In gewissen Situationen wird die Sicht des Vortrittsbelastenden in die vortrittsberechtigte Verkehrsfläche dermassen behindert, „dass er zwangsläufig mit dem Vorderteil seines Wagens in die vortrittsberechtigte Verkehrsfläche gelangt, bevor er von seinem Fahrersitz aus überhaupt Einblick in diese erhält. In solchen Situationen ist daher gemäss der Praxis des Bundesgerichts ein sehr vorsichtiges Hineintasten zulässig, wenn der Vortrittsberechtigte das ohne Sicht langsam einmündende Fahrzeug rechtzeitig genug sehen kann, um entweder selbst auszuweichen oder den Wartepflichtigen durch ein Signal zu warnen (BGE 143 IV 500 E. 1.2.2; 127 IV 34 E. 3c/bb S. 43 f.; 122 IV 133 E. 2a S. 136; BGE 105 IV 339 E. 3; je mit Hinweisen). Dabei darf grundsätzlich darauf vertraut werden, dass vortrittsberechtigte Fahrzeuge abbremsen oder sogar anhalten, wenn das einbiegende Fahrzeug aus genügend grosser Entfernung gesehen werden kann (BGE 89 IV 140 E. 3c; Urteil 6B_1185/2014 vom 24. Februar 2015 E. 2.5).

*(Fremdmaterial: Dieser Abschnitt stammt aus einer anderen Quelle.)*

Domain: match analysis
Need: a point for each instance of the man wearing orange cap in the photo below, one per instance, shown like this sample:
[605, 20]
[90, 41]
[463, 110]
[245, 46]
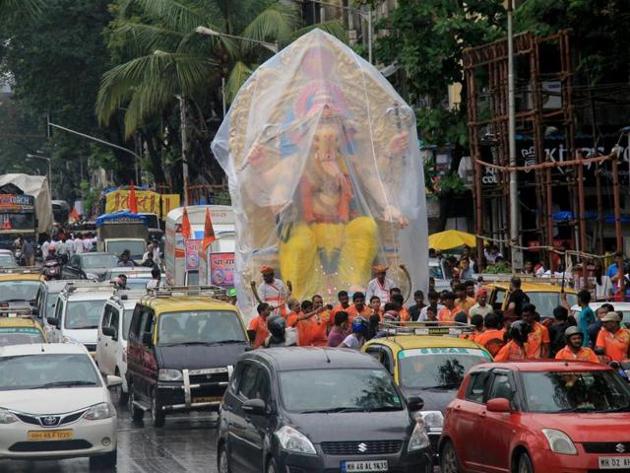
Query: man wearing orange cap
[380, 285]
[273, 291]
[481, 307]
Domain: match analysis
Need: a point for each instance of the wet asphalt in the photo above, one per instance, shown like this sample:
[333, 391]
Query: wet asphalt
[186, 443]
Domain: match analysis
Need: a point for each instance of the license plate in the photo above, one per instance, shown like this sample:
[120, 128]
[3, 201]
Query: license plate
[38, 435]
[613, 463]
[207, 399]
[364, 466]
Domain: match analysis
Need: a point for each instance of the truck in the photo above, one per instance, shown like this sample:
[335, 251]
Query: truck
[186, 264]
[25, 208]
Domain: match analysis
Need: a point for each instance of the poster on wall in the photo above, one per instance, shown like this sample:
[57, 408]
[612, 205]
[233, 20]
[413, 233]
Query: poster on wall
[222, 269]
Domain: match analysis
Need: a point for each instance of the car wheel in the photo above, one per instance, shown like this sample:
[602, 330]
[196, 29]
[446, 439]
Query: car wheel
[106, 462]
[156, 412]
[223, 461]
[525, 464]
[448, 458]
[134, 411]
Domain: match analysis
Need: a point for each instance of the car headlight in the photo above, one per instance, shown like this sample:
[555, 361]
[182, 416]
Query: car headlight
[104, 410]
[7, 417]
[559, 442]
[170, 375]
[293, 440]
[433, 420]
[419, 438]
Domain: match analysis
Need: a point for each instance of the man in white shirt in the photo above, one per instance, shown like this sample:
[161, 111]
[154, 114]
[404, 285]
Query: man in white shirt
[380, 285]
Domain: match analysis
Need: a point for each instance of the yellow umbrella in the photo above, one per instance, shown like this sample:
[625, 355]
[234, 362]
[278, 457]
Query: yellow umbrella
[450, 239]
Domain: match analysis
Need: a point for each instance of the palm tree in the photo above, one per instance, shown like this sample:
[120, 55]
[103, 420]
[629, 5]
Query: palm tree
[167, 58]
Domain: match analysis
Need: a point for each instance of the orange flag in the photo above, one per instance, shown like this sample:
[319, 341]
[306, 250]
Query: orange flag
[208, 232]
[133, 200]
[186, 228]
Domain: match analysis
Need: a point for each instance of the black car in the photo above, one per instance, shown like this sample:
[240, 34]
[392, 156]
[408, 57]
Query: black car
[318, 410]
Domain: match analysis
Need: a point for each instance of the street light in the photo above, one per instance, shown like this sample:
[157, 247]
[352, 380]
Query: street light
[273, 47]
[45, 158]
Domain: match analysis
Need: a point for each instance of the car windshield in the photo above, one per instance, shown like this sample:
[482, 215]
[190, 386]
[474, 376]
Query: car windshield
[127, 315]
[47, 370]
[545, 302]
[7, 261]
[338, 390]
[202, 327]
[89, 261]
[439, 368]
[83, 314]
[19, 290]
[135, 247]
[575, 391]
[20, 336]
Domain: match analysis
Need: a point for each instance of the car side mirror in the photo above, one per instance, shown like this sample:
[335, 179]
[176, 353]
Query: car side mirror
[110, 332]
[256, 407]
[147, 339]
[415, 403]
[113, 381]
[499, 404]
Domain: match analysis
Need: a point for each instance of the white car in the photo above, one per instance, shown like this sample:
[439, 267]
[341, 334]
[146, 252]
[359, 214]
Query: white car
[55, 404]
[622, 308]
[78, 313]
[113, 329]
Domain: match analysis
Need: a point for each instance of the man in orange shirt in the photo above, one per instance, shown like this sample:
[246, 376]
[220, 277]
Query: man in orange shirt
[538, 341]
[493, 338]
[258, 326]
[515, 348]
[574, 349]
[614, 340]
[358, 307]
[448, 312]
[344, 305]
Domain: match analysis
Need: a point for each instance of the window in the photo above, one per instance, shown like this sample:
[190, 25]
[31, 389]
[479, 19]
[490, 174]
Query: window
[501, 387]
[477, 386]
[106, 316]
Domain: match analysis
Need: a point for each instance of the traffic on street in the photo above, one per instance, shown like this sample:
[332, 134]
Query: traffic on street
[314, 236]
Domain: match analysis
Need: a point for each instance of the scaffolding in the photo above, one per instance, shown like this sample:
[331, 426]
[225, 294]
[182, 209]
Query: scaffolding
[545, 95]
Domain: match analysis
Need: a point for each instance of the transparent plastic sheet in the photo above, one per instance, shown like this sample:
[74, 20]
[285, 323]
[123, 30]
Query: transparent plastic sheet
[325, 174]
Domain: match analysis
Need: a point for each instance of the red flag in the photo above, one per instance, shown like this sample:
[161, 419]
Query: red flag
[133, 200]
[208, 232]
[186, 228]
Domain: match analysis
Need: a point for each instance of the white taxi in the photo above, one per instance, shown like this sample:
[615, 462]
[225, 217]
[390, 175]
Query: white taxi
[55, 404]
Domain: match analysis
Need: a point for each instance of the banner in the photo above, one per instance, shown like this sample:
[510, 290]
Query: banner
[147, 201]
[192, 254]
[222, 269]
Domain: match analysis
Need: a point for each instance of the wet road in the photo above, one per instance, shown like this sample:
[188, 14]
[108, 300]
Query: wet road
[186, 443]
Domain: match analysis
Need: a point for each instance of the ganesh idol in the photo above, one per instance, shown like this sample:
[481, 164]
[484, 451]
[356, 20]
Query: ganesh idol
[323, 169]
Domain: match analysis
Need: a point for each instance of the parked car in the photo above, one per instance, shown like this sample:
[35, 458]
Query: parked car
[113, 331]
[90, 265]
[78, 313]
[318, 410]
[55, 404]
[428, 366]
[547, 416]
[180, 353]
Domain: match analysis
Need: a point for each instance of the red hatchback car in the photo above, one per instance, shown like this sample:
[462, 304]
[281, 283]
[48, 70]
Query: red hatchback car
[543, 417]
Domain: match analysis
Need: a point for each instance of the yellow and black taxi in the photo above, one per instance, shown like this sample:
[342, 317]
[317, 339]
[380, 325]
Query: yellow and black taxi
[181, 348]
[20, 331]
[19, 289]
[428, 360]
[545, 294]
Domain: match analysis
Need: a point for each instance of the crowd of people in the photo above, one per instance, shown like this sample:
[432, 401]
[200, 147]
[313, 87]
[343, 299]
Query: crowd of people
[514, 334]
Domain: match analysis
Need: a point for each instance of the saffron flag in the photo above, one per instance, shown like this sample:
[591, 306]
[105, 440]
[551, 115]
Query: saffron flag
[186, 228]
[208, 232]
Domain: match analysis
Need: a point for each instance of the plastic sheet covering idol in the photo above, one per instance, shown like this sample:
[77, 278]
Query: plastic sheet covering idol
[325, 174]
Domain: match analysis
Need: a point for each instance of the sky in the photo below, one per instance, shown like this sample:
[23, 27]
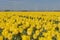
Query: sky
[29, 4]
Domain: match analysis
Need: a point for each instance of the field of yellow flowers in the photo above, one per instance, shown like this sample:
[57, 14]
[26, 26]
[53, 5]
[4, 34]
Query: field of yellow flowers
[29, 25]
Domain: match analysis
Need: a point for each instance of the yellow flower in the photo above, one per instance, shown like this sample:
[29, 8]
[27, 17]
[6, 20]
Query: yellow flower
[25, 37]
[9, 36]
[20, 29]
[29, 31]
[42, 38]
[35, 36]
[37, 32]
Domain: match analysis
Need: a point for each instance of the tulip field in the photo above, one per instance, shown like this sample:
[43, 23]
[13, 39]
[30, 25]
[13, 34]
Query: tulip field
[29, 25]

E. 1.4. zur Meinung des BGer: Entgegen den Vorinstanzen erkennt das BGer im Verhalten des Beschwerdeführers keine Sorgfaltspflichtsverletzung und insofern kein schuldhaftes Verhalten. „Vom Fahrzeuglenker wird grundsätzlich eine richtige, situationsadäquate Reaktion verlangt. Doch darf nicht ausser Acht gelassen werden, dass der Fahrzeuglenker im Strassenverkehr überraschend in eine kritische Situation kommen kann, in der Fehlentscheide möglich und verständlich sind. Unvermutet auftretende Gefahren stellen oft hohe und höchste Ansprüche an die Reaktionsfähigkeit der Betroffenen, weshalb dem Fahrzeugführer nicht zum Vorwurf gemacht werden kann, wenn sich seine Reaktion im Nachhinein, nach ruhigem Überlegen und Abwägen, allenfalls nach Durchführung einer technischen Expertise, als nicht die beste aller denkbaren Reaktionsweisen erweist, jedenfalls so lange nicht, als die getroffene Reaktion verständlich und nicht als abwegig oder gar kopflos erscheint (Urteil 1C_361/2014 vom 26. Januar 2015 E. 3.1 mit Hinweisen).“ „Das Bundesgericht verlangt, dass die ergriffene Massnahme und diejenige, welche ex post als die zweckmässigere erscheint, annähernd gleichwertig sein müssen und dass der Fahrzeugführer deren unterschiedliche Wirksamkeit nur deshalb nicht erkannte, weil die plötzlich eingetretene Situation eine augenblickliche Entscheidung erforderte. Wo eine Vorkehr im Vergleich zu andern sich aber derart aufdrängt, dass sie auch im Falle der Notwendigkeit sehr rascher Reaktion als die näherliegende und angemessenere erkannt werden kann, ist es als Fehler anzurechnen, wenn trotzdem eine weniger geeignete getroffen wird.“

Das Ausweichmanöver war nach der Ansicht des BGer im Vergleich zu einer Vollbremsung eine mehr oder weniger gleichwertige Reaktion, weshalb die Kollision nicht schuldhaft verursacht wurde.